Local rockfish is a big seller when it’s in season. For other varieties, Philip has cultivated relationships with vendors across the country. Feby’s gets calls when boats laden with redfish and red snapper pull into the Gulf of Mexico docks.
“We order it, and the next day, we get it,” MarySue says.
She notes that you don’t need a great chef or a lot of sauces with fresh finfish. It should stand on its own with simple preparations. Ed Dwornik of Wilmington likes the lack of pretentiousness regarding the food and atmosphere. That’s not to say you won’t find an adornment or two. On a recent visit, specials included red snapper with a mango glaze over parmesan orzo.
Many customers prefer the standards, including snapper soup in a sherry-based broth and the steamed, fried or broiled seafood medley. Despite the family’s heritage, the DiFebos leave Italian dishes to Mrs. Robino’s or their niece, Lisa, at the beach. The exceptions include crabs and spaghetti and a seafood mix over spaghetti.
The restaurant is well known for specials, such as whole lobster on Mondays and Wednesdays and Dungeness crab on Thursdays.
“It’s a big hit,” MarySue says of the crabs, which are unusual in this region. “We buy direct from the West Coast and keep it in a storage freezer in Philadelphia.”
She and her husband remain at the helm, and their son, Chad, is in the family business. Regulars count on seeing the familiar faces.
“There are servers who have been there for a long time,” says Philip Jr., who now works for Sysco. “They contribute to the energy and the popularity.”
Indeed, the guests and staff have formed an informal family. After the birth of Philip Jr.’s first daughter, he received more than 200 gifts from customers.
“Think about it,” he says. “I mean, that’s incredible. It makes you feel good that people that people come to Feby’s and spend money yet think about you enough to go out and buy you a gift.”

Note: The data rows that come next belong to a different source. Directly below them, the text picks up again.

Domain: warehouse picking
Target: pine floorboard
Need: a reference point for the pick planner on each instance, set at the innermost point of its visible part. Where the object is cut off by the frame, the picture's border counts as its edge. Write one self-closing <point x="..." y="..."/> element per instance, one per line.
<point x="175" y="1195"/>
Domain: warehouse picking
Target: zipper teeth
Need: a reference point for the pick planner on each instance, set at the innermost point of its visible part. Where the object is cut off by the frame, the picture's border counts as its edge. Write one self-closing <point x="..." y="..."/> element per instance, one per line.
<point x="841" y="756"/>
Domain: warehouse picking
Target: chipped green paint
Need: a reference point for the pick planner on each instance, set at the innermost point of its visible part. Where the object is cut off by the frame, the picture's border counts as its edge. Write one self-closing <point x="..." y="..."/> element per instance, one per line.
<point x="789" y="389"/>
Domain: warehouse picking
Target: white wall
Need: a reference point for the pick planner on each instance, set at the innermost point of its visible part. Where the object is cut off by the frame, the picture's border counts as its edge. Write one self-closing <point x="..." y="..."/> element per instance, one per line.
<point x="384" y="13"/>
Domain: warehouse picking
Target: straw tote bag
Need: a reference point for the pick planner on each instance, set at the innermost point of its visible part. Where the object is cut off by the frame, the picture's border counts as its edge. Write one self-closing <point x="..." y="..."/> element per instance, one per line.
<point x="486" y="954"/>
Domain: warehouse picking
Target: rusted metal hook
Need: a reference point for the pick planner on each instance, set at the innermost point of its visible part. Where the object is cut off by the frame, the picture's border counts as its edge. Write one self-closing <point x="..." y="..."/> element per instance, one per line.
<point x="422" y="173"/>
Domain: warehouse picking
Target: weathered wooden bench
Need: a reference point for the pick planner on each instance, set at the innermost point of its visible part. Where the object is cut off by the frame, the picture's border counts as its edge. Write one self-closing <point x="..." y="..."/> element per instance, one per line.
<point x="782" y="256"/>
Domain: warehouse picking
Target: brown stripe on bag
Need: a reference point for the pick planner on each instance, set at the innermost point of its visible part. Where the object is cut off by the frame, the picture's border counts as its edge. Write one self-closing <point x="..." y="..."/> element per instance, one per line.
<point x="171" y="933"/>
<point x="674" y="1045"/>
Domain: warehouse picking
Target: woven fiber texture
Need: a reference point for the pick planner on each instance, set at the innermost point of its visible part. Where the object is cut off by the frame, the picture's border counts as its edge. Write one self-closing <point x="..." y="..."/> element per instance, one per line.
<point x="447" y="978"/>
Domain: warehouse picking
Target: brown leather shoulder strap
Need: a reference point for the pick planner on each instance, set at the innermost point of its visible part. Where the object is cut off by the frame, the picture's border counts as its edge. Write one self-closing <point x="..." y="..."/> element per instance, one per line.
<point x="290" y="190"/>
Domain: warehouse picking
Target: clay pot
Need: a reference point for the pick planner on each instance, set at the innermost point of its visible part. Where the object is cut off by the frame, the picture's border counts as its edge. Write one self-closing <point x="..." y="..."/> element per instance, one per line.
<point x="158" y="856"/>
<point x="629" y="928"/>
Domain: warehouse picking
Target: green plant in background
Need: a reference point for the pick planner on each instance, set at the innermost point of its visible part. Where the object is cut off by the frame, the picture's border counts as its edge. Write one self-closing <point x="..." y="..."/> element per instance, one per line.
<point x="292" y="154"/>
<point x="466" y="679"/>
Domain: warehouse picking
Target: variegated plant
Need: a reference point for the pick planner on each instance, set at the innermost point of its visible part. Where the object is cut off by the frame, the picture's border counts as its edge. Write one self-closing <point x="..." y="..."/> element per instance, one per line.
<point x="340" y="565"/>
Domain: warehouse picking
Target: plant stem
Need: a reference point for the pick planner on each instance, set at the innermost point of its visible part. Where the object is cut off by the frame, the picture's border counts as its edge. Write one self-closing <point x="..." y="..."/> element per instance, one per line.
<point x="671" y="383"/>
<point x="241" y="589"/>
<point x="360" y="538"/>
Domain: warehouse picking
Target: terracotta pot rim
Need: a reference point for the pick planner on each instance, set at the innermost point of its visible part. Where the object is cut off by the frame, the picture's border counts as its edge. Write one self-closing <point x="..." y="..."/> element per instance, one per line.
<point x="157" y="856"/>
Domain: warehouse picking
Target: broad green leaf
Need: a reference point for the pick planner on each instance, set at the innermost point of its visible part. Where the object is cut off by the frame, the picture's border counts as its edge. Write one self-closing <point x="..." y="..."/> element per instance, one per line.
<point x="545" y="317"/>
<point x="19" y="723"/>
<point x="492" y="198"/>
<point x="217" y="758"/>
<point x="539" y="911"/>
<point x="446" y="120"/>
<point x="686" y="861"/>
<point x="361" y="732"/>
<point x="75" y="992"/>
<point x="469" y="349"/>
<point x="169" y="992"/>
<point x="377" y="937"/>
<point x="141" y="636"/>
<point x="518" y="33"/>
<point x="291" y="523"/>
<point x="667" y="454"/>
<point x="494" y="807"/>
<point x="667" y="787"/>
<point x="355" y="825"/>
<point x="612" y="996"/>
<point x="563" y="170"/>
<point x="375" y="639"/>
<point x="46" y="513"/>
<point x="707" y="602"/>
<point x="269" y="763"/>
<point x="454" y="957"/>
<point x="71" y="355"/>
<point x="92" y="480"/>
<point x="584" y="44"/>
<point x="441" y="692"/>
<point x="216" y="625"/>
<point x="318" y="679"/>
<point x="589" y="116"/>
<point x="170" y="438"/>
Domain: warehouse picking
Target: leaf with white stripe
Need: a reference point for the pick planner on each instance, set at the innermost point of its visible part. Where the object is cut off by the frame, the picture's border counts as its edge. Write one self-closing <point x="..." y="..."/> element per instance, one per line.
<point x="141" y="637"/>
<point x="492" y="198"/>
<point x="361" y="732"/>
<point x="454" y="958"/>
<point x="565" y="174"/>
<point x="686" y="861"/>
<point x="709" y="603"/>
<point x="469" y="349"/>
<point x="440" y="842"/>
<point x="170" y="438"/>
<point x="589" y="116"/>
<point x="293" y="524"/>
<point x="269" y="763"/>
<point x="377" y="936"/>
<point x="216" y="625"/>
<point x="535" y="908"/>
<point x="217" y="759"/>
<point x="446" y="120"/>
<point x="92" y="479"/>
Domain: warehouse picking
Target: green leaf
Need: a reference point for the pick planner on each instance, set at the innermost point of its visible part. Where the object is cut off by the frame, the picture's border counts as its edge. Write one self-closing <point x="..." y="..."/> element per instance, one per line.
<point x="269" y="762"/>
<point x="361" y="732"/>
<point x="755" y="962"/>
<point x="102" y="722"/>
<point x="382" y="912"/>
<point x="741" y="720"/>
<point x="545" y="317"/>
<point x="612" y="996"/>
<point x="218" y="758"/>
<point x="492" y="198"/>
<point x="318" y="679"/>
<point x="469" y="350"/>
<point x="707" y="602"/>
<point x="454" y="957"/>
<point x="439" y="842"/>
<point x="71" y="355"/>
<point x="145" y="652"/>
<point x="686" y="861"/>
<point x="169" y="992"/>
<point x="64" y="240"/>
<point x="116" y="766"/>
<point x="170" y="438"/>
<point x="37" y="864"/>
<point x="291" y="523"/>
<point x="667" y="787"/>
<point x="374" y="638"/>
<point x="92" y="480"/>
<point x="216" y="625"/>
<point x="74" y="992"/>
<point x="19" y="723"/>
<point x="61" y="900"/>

On any given night, you’ll see Wilmington builders responsible for a wealth of local structures and communities or politicians past and present. In short, dining at Feby’s is a “Wilmington thing,” Philip Jr. says. Along with Kid Shelleen’s in Trolley Square and Mrs. Robino’s in Little Italy, Feby’s is part of a rotation. Taking your family to Feby’s is a tradition that is nearly 50 years old.
Says Philip Jr.: “As I get older, I’m just overwhelmed with pride at that accomplishment.”